Purpose of a silent meditation retreat

A silent meditation retreat can be one of the best ways to experience an extended period of peacefulness, because you set aside time and space to really enjoy meditation in a supportive environment, rather than squeezing it in here and there.

It is also a great opportunity to understand how your mind tends to sabotage your natural capacity to experience inner peace. Without this insight it is easy to keep distracting yourself away from that silence.

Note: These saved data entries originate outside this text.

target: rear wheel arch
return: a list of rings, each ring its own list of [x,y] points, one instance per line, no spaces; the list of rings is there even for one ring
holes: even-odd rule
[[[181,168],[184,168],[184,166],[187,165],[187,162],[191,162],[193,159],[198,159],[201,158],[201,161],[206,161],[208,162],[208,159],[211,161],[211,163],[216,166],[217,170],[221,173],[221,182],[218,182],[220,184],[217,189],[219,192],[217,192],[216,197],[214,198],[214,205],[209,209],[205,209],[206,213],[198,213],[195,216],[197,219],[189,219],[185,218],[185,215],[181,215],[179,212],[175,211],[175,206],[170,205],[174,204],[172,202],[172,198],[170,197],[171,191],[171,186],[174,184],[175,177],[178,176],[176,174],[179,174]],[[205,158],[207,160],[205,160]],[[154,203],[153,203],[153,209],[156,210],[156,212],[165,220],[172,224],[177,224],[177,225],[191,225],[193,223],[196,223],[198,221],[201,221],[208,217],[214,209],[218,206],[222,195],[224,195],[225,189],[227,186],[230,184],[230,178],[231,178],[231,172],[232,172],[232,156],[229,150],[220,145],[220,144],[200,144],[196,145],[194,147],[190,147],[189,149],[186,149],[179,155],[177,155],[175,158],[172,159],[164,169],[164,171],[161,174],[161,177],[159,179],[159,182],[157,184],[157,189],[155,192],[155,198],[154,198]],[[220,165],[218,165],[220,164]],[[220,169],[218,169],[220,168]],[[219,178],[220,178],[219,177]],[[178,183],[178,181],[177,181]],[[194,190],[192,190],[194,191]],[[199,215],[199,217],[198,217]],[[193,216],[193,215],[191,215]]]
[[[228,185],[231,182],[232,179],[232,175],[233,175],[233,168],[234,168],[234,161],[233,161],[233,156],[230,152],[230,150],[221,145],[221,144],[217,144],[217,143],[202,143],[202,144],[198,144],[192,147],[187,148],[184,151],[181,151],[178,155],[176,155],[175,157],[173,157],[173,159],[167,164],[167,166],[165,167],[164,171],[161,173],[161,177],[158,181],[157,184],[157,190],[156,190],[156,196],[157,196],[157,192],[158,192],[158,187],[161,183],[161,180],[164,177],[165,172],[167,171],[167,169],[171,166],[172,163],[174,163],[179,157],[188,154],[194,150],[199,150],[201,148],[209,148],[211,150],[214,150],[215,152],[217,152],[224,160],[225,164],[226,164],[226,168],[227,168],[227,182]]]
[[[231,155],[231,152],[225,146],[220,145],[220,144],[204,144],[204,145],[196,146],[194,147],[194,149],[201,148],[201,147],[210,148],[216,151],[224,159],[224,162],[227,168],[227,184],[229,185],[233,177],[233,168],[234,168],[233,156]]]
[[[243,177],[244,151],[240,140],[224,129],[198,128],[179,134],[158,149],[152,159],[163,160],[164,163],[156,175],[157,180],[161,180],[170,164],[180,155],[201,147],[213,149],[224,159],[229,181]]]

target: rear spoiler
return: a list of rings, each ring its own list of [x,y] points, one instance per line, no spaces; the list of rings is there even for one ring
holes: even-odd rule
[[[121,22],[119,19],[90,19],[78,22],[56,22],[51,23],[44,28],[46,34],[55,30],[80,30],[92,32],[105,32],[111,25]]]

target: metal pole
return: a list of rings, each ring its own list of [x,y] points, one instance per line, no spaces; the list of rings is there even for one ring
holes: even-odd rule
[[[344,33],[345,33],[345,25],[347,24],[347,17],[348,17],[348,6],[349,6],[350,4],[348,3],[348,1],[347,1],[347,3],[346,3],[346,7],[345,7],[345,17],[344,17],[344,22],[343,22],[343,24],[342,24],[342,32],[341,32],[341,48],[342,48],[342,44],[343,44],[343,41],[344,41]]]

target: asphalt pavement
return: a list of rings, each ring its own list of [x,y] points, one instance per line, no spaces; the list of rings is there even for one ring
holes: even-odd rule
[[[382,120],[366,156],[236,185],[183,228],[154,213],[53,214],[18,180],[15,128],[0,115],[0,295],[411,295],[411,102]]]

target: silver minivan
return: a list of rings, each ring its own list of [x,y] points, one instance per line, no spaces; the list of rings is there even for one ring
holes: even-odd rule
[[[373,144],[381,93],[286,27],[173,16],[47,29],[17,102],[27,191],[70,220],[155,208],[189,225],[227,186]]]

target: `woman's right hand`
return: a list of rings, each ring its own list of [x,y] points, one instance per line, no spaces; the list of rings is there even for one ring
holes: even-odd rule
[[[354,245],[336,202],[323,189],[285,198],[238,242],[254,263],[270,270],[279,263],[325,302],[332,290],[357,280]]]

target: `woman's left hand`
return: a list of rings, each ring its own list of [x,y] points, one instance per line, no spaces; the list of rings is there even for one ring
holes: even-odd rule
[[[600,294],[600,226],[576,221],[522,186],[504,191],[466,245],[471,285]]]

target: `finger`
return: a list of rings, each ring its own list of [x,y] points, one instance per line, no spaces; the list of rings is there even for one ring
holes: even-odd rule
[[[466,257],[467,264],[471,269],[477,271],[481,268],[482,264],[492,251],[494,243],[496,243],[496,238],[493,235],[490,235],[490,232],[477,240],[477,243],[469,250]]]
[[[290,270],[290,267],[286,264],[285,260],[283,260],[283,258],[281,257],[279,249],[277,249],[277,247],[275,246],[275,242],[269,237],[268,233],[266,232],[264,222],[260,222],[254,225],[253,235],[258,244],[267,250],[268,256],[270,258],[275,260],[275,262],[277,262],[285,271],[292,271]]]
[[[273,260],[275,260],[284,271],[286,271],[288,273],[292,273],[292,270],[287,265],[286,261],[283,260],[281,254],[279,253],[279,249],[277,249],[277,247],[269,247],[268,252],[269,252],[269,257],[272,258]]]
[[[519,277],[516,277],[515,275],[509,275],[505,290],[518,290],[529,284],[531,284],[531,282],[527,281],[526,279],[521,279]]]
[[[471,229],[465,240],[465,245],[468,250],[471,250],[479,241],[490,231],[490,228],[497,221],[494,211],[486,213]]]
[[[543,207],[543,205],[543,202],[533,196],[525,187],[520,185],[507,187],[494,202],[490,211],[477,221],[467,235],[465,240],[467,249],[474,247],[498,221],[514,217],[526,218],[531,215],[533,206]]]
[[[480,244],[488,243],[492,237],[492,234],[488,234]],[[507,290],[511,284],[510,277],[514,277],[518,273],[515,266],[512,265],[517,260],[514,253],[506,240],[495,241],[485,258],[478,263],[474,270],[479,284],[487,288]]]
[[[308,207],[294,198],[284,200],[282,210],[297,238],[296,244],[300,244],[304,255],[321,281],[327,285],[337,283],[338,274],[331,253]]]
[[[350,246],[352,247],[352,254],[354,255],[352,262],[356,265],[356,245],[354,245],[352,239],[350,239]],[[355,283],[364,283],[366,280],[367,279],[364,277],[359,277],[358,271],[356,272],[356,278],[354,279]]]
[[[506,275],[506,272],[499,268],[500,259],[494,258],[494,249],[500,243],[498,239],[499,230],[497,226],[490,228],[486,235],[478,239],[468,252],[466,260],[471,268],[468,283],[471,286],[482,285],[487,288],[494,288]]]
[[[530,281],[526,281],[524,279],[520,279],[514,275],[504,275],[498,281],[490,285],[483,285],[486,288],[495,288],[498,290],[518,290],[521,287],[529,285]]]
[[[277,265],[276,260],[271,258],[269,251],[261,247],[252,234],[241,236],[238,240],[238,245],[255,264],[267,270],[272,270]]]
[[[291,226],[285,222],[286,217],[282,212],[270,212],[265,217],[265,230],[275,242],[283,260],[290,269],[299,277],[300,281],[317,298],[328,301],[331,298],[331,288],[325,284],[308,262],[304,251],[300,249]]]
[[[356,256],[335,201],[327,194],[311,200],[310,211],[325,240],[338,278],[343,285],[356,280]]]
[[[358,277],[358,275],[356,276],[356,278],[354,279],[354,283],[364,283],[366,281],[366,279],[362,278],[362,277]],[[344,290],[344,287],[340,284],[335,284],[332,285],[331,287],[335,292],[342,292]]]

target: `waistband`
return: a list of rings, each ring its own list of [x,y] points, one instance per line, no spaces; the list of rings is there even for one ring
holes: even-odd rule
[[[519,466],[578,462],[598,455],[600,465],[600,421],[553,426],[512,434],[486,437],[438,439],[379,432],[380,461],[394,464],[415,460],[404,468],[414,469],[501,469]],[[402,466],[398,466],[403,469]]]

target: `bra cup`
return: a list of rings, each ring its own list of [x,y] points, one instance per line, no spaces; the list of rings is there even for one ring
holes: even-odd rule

But sometimes people are scared of silence: won’t it make you even more aware of the noise in your mind? Won’t it bring the questions, the anger, the fear, the nastiness right up to the surface when you don’t distract yourself away from it?

Yes. Very likely!

In fact, that is the whole point. By starting with outer silence, you become keenly aware of the inner noise and how it happens. Learning how to deal with it is the next step. And then practicing is the final step.

How does that sound? Boring? Fascinating? Exciting? It can be all of that and more...or less. The amazing thing is that most people, in little moments here and there, start to experience an inner kind of peacefulness. Nothing special—in fact, just the opposite.

It’s a kind of peacefulness that can’t be described well—it is empty of anything in particular but feels fulfilling at the same time. It comes when least expected, and usually stays for less long than you want, but it arrives.

And then it leaves again. Again and again it happens, and you start to maybe wonder, what is going on? And so this becomes a great opportunity to understand what is actually blocking the peacefulness you are looking for.

Without this direct, experiential insight it is easy to keep distracting yourself away from that silence, because that is what most of us do automatically, without knowing it.

But on retreat, you can get more and more clear about how this all works. And then you can learn how to let that calmness happen and settle into it without grabbing it or trying to make it happen.

So, are silent meditation retreats completely silent? Our retreats are mostly silent except for a short introductory discussion at the beginning and a concluding discussion at the end about your experience and how to take those lessons back to your everyday life.

But for the most of the retreat, we alternate silent sitting and silent walking (or stretching/yoga).

To conclude, a silent meditation retreat might be a good idea if you already have a pretty regular meditation practice. If you don’t, take a beginner meditation class, continue practicing afterward and then, after some time, when you feel ready, consider a 1/2 day or daylong retreat.